The UK’s highest court – the supreme court will hear a case about the strict abortion laws in Northern Ireland and how they are in breach of a woman’s human rights.

Currently, all forms of abortion are illegal and anyone who unlawfully carries ones out could be jailed for life.

The only circumstance for abortion being legal is when there is a danger to the life of the mother, including physical and mental.

However, abortion is still illegal if the pregnancy is due to rape or incest.

This is the cornerstone of the case put forward by the Northern Irelands human rights commission – who argue that this law is not compatible with the human rights stated by the European Convention of Human Rights.

The high court of Belfast rules this to be correct in December 2015 – however, it was overturned by Northern Ireland’s most senior judges.

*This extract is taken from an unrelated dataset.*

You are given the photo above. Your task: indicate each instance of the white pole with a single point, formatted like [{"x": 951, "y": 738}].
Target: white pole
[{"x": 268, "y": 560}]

This causes uproar across human right activist groups who said it should be presented to the Stormont Assembly. The Stormont assembly is an assembly made up of 90 democratically elected individuals, and form a body voted in via proportional representation.

When this was proposed to the Stormont Assembly, the members said it should be taken the supreme court.

Current abortion law England

Abortion is legal in England up to 24 weeks – after which a legal abortion can only per performed if there is a significant risk to the mother or with newly found fatal foetal abnormalities.

There is also no age restriction, an abortion for someone as young as 12 is allowed.

Currently, its estimated that 12 women cross over from Northern Ireland to England to have a legal and safe abortion performed.

However, for women from a background or family where there are financial restrictions, or even physical and time restraints, this can be an issue.

Rosa Curling, a lawyer from the human rights team, summarised the matter by saying “We hope by intervening we will be able to illustrate the very real human cost of what our clients believe is a degrading and humiliating decision by Northern Ireland’s politicians to pursue a policy which is borne from prejudice and which results in a law which is clearly in breach of the human rights of all women who seek abortion care”

The supreme court will hear the case for 3 days and will then make a decision on both separate issues – incompatibility with the northern Ireland act 1998 and whether the current laws go against laws protecting against a different form of treatment depending on sex.